Here, however, we consider the task of maximizing information not about the sensory signal itself, but about location—which is related to odor concentration in a complex, stochastic manner. As we showed, most of the available information about location can be conveyed by a coarse discretization of the sensory range—in fact, by binarization. However, this only holds if the cutpoint is properly chosen. In the two more turbulent odor environments considered here, the optimal cutpoint is substantially higher than the median, which is the cutpoint associated with histogram equalization (see Fig 4). That is, discriminations in the upper range of odor concentrations play a disproportionately greater role in determining location, than in reconstructing the input per se. Correspondingly, implementation of this encoding requires a nonlinearity that is less compressive for higher intensities than histogram equalization.

Optimal adaptation strategies, in the sense of being maximally informative, under naturalistic stimuli are (to our knowledge) unknown. The problem of optimally discretizing a signal is not just an olfactory problem but applies to other sensory modalities which face resource constraints as well (e.g. vision [2628]).

While it is difficult to imagine a biologically-plausible mechanism that achieves the precisely optimal nonlinearity for conveying information about location, there is a simple and plausible mechanism that can achieve an approximation: ligand-receptor binding in olfactory receptor neurons [29]. In steady-state, this mechanism generates a nonlinear encoding described by the Hill equation [30]. This transformation compresses signals at high concentrations, because receptors become occupied, and more ligand is required to activate the remaining receptors [31]. Thus, the degree of compression depends on the apparent dissocation constant Kd, the odorant concentration at which half of the receptors are occupied. Setting Kd at the median odor concentration corresponds to histogram equalization: half of the time the ligand binding will be below the median, and half of the time it will be above.

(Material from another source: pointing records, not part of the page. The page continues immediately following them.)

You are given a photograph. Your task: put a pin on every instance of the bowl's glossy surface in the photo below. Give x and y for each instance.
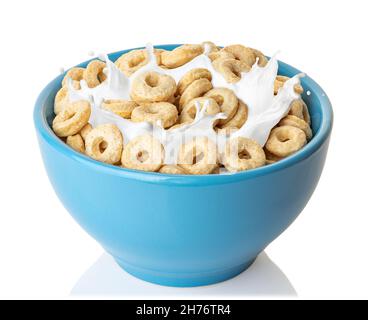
(184, 230)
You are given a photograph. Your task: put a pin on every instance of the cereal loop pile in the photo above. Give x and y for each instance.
(173, 104)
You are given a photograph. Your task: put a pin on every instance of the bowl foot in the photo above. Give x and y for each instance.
(183, 279)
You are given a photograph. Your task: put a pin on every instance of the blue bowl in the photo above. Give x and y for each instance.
(184, 230)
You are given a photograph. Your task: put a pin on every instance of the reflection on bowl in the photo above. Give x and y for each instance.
(184, 230)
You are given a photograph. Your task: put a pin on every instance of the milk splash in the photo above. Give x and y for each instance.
(255, 89)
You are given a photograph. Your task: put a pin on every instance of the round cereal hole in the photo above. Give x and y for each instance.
(143, 153)
(284, 141)
(198, 156)
(239, 118)
(76, 142)
(190, 77)
(105, 143)
(76, 74)
(196, 89)
(72, 118)
(299, 109)
(294, 121)
(189, 111)
(152, 87)
(243, 154)
(93, 74)
(227, 101)
(154, 112)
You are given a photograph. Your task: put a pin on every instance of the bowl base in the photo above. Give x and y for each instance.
(183, 279)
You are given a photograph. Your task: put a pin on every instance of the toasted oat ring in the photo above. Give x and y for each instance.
(123, 108)
(230, 69)
(61, 100)
(279, 83)
(93, 74)
(180, 55)
(190, 77)
(216, 170)
(198, 156)
(212, 47)
(285, 140)
(76, 74)
(296, 122)
(152, 87)
(299, 109)
(159, 111)
(143, 153)
(247, 55)
(243, 154)
(133, 60)
(239, 118)
(196, 89)
(76, 142)
(220, 55)
(227, 101)
(189, 111)
(105, 143)
(85, 131)
(270, 157)
(172, 169)
(72, 118)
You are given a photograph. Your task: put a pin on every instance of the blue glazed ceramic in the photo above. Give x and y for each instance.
(184, 230)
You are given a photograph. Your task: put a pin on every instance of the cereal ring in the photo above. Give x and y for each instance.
(76, 142)
(271, 158)
(85, 130)
(76, 74)
(262, 60)
(172, 169)
(190, 77)
(216, 170)
(247, 55)
(72, 118)
(196, 89)
(243, 154)
(279, 83)
(230, 69)
(152, 87)
(296, 122)
(299, 109)
(133, 60)
(180, 55)
(61, 100)
(285, 140)
(143, 153)
(227, 101)
(239, 118)
(159, 111)
(189, 111)
(105, 143)
(123, 108)
(199, 156)
(93, 75)
(220, 55)
(212, 47)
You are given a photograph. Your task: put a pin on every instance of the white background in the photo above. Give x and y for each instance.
(44, 253)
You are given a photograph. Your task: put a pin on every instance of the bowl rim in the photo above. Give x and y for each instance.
(322, 134)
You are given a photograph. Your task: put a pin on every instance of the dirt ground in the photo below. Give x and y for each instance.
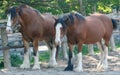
(89, 66)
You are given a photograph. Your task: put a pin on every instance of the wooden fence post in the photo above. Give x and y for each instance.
(112, 43)
(6, 55)
(90, 49)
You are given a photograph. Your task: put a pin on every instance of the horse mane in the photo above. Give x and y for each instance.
(26, 6)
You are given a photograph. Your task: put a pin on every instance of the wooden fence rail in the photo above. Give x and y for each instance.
(5, 47)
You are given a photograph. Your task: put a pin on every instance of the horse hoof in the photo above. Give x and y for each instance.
(69, 68)
(78, 70)
(52, 64)
(36, 67)
(25, 66)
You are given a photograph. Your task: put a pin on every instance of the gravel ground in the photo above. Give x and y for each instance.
(89, 66)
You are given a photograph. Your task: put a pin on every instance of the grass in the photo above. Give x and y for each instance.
(44, 56)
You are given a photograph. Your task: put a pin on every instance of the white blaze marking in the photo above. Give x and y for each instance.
(57, 35)
(9, 23)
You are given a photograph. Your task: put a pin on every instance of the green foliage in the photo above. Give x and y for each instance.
(63, 6)
(1, 63)
(15, 60)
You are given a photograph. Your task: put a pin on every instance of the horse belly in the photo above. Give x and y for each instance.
(93, 38)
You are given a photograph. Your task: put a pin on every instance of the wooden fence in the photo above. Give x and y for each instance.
(4, 46)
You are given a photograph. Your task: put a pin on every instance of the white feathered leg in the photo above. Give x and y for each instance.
(79, 63)
(52, 62)
(26, 62)
(36, 61)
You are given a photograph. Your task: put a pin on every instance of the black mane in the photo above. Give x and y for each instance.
(14, 12)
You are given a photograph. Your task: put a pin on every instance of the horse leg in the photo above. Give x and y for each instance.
(91, 50)
(103, 57)
(64, 50)
(70, 63)
(79, 59)
(26, 62)
(36, 55)
(52, 61)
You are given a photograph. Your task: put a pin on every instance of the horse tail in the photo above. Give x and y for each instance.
(114, 23)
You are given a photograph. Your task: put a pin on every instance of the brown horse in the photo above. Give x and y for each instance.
(96, 28)
(34, 27)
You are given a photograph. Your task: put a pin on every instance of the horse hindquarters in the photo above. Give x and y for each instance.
(26, 62)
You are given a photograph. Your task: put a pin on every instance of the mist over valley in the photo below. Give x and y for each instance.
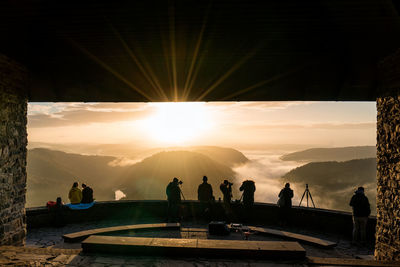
(51, 174)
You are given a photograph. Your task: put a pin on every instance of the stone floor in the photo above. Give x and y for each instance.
(45, 247)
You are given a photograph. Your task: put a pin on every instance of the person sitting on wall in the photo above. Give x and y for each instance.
(285, 203)
(248, 187)
(174, 199)
(361, 210)
(75, 194)
(87, 194)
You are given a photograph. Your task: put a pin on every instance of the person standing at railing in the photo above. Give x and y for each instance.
(361, 210)
(285, 203)
(75, 194)
(87, 194)
(174, 199)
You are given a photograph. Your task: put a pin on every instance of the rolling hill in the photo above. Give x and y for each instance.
(331, 154)
(51, 173)
(332, 183)
(149, 178)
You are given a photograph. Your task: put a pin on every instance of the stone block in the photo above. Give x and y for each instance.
(13, 141)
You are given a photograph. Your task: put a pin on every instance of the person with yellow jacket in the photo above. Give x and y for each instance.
(75, 194)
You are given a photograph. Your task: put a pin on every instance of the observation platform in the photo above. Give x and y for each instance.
(45, 243)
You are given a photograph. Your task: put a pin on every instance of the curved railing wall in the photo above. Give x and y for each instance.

Interestingly, setting Kd at the mean concentration, rather than the median, leads to less compression than histogram equalization. This is because the measured odor concentrations are positively skewed. Since the mean odor concentration is larger than the median, this setting will produce a response that is less than half-maximal most of the time. Such a coding strategy results in more information about location than histogram equalization, as we have outlined above (see Fig 4). In order to implement this strategy, olfactory receptors or receptor neurons would have to have an apparent Kd close to the mean concentration in the environment. Adaptation of Kd to the mean has been observed in olfactory receptor neurons of the fruitfly [3234], and might serve to increase the amount of information that the fly olfactory system can encode about its location in a turbulent environment.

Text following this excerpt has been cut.